Поэтому принцип ненанесения вреда тесно связан с принципом «делай добро».
1.2. Принцип «делай добро»
Добро — это основная моральная ценность, нравственная ценность сама по себе. Добро не является ни «добром по отношению к чему-то» (ошибка утилитаризма), ни «добром для кого-нибудь» (ошибка эвдемонизма). Оно не есть, как это иногда упоминают в теории права, «высшее благо». Другими словами, добро не есть нечто компаративное, оно суть простая позитивность. Человек поэтому (впрочем, как и государство, народ, любая социальная группа) не является ни добрым, ни злым, его этическая сущность состоит, скорее, в том, чтобы быть одинаково способным на добро и зло. Если бы это было не так, отпала бы необходимость в праве.
Как писал Н. Гартман: «Добро — это не идеальное бытие ценностей или их понятия, также не просто реальное существование ценного, а единственно телеология ценностей (зло — телеология малоценного) в реальном мире» (Hartmann N.,1949). Телеология сама по себе (т. е. способность делать целью и реализовать, осуществлять то, что не является реально существующим, например, цености) уже ценна. Соответственно, наиболее ценной является иерархия ценностей — т. е. обоснование бытия добра на ценностях, этически индифферентных самих по себе. Следовательно, добром или злом являются лишь действия человека, группы, государства, но не они сами.

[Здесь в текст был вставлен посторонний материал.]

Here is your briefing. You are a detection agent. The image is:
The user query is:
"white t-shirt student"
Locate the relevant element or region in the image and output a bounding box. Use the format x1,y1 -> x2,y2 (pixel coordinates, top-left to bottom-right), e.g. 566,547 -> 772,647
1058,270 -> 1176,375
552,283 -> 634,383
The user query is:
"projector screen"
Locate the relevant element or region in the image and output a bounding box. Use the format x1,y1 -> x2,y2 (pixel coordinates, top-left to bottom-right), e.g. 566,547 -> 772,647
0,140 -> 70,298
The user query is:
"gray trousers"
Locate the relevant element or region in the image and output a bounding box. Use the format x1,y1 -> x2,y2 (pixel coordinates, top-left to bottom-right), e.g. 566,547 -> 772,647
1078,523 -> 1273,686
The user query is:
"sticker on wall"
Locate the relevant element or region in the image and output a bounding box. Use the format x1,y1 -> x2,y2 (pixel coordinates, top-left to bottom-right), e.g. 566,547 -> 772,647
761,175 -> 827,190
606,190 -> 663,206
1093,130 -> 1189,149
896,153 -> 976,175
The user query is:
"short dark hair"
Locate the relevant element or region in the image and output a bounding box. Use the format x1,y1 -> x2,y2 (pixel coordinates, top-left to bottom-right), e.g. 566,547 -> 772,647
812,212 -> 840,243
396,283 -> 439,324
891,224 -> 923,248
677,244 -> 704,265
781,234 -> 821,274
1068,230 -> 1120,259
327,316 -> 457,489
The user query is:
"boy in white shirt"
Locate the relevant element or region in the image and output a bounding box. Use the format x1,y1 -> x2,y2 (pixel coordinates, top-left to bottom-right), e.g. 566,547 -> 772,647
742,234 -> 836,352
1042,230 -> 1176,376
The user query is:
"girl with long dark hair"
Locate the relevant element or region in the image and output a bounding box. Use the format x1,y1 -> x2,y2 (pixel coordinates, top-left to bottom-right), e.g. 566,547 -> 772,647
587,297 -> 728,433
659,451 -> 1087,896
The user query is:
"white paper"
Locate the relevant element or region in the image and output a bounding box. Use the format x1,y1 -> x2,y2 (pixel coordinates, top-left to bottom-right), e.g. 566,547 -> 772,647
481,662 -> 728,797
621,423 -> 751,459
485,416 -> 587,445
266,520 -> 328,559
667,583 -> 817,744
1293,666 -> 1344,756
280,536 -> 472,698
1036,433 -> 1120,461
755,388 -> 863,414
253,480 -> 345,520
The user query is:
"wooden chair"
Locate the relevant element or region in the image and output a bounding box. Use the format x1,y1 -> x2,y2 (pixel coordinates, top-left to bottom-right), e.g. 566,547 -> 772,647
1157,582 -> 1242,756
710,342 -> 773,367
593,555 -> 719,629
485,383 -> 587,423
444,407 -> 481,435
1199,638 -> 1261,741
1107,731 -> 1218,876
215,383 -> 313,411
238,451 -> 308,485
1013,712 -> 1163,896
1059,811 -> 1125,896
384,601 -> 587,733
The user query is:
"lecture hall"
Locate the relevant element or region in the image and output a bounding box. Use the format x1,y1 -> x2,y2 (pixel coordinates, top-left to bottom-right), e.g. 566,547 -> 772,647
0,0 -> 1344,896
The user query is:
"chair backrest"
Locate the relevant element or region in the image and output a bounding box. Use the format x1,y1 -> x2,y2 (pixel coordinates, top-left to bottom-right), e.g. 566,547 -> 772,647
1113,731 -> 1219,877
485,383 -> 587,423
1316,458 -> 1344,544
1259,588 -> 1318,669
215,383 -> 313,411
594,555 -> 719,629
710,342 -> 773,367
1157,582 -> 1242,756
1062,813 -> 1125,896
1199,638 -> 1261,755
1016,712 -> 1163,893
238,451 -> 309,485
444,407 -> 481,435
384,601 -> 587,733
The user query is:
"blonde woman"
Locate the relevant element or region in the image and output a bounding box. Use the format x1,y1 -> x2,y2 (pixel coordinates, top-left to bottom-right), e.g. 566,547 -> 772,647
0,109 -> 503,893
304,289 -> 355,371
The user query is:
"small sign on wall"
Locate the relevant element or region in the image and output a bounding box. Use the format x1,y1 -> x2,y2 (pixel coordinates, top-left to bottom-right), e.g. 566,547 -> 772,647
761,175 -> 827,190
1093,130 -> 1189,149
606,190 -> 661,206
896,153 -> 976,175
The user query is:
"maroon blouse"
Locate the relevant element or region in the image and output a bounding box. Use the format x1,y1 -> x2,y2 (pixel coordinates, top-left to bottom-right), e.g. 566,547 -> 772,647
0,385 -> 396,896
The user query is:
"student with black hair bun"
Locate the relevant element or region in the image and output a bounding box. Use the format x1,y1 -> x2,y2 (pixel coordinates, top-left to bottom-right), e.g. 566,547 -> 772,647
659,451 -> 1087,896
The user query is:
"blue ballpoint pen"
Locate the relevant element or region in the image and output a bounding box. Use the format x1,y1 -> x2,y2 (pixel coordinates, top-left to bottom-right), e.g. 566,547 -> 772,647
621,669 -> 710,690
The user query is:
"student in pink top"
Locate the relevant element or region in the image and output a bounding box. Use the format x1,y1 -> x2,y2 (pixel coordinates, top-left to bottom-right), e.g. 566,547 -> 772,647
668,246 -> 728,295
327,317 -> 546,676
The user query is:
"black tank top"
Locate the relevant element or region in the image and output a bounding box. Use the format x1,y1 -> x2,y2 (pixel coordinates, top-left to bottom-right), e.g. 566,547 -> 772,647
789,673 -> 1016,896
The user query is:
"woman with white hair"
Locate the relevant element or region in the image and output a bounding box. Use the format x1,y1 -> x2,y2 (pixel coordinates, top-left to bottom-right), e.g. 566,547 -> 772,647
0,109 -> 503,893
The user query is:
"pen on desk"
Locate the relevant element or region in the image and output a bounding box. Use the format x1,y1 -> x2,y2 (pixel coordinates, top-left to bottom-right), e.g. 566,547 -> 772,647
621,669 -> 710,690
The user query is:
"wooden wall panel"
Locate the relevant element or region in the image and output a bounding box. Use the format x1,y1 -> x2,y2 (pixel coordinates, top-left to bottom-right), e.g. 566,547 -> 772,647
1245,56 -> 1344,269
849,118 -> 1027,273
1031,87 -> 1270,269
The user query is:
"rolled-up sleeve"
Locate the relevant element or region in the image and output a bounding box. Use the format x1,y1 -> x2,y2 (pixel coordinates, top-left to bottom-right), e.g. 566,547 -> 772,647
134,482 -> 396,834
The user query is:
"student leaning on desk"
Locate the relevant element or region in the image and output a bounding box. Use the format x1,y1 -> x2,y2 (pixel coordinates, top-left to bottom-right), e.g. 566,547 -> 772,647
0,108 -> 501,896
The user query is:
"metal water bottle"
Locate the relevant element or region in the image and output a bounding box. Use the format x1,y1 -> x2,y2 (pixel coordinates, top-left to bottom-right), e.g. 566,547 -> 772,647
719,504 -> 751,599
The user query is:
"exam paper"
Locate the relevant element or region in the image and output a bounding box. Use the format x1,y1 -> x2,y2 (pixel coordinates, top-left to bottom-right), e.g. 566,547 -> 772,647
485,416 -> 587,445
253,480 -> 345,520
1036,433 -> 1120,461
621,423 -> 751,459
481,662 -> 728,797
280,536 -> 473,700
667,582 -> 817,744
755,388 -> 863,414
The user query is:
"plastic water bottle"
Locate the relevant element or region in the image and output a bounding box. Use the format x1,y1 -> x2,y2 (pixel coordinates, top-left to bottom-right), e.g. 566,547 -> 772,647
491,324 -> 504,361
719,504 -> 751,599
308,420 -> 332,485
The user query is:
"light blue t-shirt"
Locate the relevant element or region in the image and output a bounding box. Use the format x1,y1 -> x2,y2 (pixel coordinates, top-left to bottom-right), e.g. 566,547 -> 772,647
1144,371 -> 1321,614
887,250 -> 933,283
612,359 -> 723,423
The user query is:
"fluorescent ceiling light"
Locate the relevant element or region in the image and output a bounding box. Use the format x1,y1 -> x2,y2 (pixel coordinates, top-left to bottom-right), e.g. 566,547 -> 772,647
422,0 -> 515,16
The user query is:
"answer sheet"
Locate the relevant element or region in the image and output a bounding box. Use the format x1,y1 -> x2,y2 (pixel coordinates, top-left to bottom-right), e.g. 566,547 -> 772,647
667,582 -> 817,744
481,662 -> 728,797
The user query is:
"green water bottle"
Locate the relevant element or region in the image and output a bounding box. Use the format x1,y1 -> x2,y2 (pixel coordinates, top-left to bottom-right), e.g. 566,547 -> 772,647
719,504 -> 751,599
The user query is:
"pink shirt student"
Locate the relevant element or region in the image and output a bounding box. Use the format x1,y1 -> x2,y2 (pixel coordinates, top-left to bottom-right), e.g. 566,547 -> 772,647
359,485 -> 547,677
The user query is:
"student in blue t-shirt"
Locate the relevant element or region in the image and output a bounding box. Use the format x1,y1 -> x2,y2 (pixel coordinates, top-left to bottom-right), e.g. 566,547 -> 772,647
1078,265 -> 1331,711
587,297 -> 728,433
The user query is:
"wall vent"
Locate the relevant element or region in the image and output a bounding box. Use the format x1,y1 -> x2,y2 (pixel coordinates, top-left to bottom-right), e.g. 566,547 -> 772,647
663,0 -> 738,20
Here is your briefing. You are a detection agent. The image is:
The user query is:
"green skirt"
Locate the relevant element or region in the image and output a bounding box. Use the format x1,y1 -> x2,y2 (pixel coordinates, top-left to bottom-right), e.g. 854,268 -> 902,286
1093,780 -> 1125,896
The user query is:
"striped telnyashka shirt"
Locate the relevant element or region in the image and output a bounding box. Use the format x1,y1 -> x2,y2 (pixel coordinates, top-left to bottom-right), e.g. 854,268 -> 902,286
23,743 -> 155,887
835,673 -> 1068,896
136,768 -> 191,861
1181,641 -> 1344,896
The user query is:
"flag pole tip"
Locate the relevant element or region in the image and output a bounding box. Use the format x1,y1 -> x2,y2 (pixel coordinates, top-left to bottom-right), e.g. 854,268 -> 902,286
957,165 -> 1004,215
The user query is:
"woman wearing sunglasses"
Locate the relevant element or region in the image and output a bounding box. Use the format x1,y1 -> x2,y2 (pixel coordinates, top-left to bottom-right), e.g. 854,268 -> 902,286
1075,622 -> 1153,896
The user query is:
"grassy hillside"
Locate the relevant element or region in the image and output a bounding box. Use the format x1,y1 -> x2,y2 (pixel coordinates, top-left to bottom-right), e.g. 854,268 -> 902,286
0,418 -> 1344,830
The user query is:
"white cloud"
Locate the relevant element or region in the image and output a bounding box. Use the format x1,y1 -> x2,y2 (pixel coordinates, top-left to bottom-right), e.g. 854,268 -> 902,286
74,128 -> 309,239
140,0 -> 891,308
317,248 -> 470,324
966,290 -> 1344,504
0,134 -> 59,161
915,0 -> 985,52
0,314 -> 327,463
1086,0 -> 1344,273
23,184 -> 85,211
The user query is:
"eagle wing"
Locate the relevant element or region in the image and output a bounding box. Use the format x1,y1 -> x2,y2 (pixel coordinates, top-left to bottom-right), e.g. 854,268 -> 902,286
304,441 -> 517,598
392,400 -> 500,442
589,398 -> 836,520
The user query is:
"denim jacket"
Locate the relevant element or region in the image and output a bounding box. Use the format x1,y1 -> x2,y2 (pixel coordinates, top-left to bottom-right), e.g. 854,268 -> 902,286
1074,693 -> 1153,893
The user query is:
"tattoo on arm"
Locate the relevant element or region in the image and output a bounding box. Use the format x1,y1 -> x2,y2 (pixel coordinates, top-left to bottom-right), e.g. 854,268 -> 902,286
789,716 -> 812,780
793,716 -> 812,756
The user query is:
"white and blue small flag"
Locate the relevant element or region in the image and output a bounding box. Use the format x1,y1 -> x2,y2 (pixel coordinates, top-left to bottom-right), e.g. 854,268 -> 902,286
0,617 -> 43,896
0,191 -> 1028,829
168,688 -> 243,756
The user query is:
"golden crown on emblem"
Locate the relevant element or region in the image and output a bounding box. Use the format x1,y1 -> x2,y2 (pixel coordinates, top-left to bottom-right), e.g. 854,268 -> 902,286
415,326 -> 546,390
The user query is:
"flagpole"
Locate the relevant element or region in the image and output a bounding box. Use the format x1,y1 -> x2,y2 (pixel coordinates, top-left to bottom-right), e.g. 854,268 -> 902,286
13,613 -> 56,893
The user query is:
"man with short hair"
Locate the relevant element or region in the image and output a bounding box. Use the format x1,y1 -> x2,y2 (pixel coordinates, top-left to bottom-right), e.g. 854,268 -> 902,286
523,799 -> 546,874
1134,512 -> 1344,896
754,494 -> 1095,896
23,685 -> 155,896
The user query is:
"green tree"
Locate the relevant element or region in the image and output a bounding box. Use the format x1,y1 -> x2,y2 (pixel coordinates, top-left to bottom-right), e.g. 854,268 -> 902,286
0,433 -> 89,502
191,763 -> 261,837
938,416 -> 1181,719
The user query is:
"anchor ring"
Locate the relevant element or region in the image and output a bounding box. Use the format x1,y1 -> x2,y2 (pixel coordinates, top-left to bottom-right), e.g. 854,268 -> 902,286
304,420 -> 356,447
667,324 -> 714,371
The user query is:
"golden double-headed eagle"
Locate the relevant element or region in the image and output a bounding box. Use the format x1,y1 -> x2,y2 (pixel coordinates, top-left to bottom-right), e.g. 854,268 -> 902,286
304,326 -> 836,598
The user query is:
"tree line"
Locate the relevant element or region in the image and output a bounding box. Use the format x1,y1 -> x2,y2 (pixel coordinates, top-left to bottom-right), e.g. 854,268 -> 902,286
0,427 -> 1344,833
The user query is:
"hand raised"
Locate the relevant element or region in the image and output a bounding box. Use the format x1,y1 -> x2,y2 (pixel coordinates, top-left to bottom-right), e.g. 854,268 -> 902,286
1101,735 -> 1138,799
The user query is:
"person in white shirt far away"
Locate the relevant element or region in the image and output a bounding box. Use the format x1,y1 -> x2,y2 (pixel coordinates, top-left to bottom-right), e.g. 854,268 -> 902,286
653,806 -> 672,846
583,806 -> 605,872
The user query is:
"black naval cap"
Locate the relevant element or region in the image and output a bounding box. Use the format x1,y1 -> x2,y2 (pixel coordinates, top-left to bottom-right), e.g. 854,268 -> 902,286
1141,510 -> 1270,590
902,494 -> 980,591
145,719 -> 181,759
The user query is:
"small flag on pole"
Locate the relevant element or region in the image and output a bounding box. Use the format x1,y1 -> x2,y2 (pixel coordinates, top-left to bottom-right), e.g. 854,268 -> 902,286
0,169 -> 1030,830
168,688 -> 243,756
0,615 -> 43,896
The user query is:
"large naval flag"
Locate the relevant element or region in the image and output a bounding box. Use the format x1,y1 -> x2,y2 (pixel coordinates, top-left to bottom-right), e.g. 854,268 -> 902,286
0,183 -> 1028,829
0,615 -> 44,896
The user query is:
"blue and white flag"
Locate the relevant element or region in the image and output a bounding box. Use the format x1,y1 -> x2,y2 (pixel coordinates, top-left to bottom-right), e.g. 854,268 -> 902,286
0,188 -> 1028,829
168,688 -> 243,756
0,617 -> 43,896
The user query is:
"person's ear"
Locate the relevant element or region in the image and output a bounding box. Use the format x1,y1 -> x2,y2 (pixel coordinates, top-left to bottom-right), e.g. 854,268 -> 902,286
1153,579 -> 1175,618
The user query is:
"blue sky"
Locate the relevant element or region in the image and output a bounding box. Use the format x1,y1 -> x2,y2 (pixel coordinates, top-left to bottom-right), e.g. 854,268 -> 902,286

Строго говоря, добро не есть ценность права. Отношение к ценностям в праве вообще противоречиво. Среди эмпириков, опирающихся на факты и не лишенных некоторого цинизма, распространен взгляд, что ценности представляют собой фикцию, метафизику, от которых реально мыслящему юристу следует абстрагироваться. Нередко выдвигается мысль о субъективной, пристрастной основе всяких ценностей. Профессора Лондонской школы экономики и политической науки П. Данливи и Б. О' Лири пишут: «На уровне ценностей пространная рациональная дискуссия между людьми, придержи-
вающимися разных взглядов, может оказаться невозможной. Ценности выражают убеждения и предпочтения, которые не покоятся на эмпирической основе» (Dunleavy P., O'Leary В., 1987. Р. 337). С этим трудно спорить, потому что всякая ценность представляет собой (или выдается за) изначальный, высший принцип, и именно поэтому найти для него абсолютно убедительную рациональную аргументацию достаточно сложно, если вообще возможно. С помощью ценностей обосновываются решения разного рода более или менее конкретных проблем. Как справедливо отметил другой профессор Лондонской школы экономики и политической науки Питер Селф, «методология все еще связана с суждениями о ценностях» (Self P., 1985. Р. 9). Иными словами, подход к юриспруденции и к любой другой общественной науке определяется положенными в ее основу ценностями. Так было всегда. «Собирающемуся представить надлежащее исследование о наилучшем государственном строе необходимо прежде всего установить, какая жизнь заслуживает наибольшего предпочтения», — писал Аристотель (Аристотель, 1997. С. 219).
Многие ценности права преходящи. Таковы равенство, национальный интерес, классовый интерес, прогресс, верность сложившимся обычаям, права личности. Все они появляются на определенном историческом этапе. Было время, когда они вовсе не признавались и не могли признаваться из-за отсутствия наций, классового сознания, индивидуализма и т. п.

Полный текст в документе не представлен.